After he had arrived in Cambridge to study law, he toured the registration booths of the various clubs that were looking for new student members and was drawn to Footlights. They asked him if he could sing or dance. He later explained what happened next: “I said no as I wasn’t allowed to sing at school because I was so bad, and if there is anything worse than my singing, it is my dancing.” A little surprised, the members then asked him what he could do. Cleese replied, without batting an eyelid: “I make people laugh.” It was during the Footlights’ world tour, which included a stop in New York, that they met Terry Gilliam, the only American member of Monty Python. The tour’s success then opened doors to the world of entertainment and got them hired by the BBC to work on a satirical show, The Frost Report, when Eric Idle, the youngest, was only 23 years old. The troupe was finally complete when they were joined by Michael Palin and Terry Jones, both former Oxford University students.

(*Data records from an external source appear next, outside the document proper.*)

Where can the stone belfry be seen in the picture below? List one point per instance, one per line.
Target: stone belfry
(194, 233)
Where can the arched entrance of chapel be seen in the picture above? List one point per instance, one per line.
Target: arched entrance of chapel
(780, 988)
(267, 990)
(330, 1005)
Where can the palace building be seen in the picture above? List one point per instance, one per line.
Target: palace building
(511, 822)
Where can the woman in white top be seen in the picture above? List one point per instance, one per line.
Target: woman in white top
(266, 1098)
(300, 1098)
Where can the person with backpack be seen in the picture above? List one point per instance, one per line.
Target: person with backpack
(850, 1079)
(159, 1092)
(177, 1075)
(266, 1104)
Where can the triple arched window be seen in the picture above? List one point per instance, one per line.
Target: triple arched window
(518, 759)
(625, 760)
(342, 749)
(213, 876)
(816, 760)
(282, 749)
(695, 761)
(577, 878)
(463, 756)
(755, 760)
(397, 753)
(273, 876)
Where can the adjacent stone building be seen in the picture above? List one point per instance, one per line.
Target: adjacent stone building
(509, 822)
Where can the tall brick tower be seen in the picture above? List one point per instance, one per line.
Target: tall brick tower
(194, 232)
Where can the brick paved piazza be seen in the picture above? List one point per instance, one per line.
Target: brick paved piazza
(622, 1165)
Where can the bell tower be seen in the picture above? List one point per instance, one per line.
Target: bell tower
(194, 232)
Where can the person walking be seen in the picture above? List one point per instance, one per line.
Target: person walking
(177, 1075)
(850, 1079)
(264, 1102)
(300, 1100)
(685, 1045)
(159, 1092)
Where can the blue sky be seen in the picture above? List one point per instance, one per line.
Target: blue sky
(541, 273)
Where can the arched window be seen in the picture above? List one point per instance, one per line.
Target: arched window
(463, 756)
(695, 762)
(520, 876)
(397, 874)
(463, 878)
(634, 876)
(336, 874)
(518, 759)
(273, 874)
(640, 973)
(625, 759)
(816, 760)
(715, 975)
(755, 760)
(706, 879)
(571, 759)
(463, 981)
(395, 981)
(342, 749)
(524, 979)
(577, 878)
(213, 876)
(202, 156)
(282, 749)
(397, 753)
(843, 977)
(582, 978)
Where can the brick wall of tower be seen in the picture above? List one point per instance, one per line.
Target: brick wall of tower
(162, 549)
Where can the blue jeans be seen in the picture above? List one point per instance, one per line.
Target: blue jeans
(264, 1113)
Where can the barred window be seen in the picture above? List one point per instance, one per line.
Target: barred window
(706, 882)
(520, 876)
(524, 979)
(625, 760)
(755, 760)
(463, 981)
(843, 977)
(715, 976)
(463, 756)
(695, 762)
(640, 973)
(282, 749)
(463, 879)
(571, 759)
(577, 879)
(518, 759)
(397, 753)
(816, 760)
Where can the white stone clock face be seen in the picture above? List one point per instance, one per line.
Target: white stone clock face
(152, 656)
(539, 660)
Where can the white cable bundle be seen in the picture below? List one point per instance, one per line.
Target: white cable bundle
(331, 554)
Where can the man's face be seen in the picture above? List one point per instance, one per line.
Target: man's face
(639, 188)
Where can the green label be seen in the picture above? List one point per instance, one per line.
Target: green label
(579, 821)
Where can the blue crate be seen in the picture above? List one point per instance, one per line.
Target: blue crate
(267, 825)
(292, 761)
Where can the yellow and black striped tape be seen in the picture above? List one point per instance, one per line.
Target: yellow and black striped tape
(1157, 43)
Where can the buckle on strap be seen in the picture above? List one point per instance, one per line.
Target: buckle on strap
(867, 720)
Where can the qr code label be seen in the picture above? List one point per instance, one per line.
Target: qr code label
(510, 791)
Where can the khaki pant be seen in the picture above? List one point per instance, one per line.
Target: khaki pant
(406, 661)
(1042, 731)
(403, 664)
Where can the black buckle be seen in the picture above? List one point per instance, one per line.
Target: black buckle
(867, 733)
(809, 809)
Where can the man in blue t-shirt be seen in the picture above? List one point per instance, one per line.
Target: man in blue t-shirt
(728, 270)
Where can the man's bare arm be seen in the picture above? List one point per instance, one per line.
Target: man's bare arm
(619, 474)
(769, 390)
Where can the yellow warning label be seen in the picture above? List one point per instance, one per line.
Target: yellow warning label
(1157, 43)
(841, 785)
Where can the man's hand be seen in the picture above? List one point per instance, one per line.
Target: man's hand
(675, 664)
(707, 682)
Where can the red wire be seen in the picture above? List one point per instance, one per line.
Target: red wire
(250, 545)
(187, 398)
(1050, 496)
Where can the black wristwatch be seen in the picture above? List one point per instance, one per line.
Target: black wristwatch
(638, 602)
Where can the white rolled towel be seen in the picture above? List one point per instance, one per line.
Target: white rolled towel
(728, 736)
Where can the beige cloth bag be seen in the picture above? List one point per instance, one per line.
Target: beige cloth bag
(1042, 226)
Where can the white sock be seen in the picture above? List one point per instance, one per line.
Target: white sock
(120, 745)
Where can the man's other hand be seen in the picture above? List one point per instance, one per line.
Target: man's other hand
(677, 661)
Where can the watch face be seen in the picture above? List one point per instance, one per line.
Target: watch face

As you can see, sometimes success happens when you least expect it. Some people talk about luck, but according to an old Indonesian healer in Laurent Gounelle’s The Man Who Wanted to Be Happy, “There are no lucky people, only those who see opportunities and those who don’t.” Who knows, even if you’re still a student juggling classes, internships and exams, the coming months may hold a spark, a sign, an encounter or an idea that will be the foundation of your future professional success or entrepreneurial project. So keep your eyes open and pay attention! Because even in times of crisis, innovation is possible. Creativity is often born out of constraint.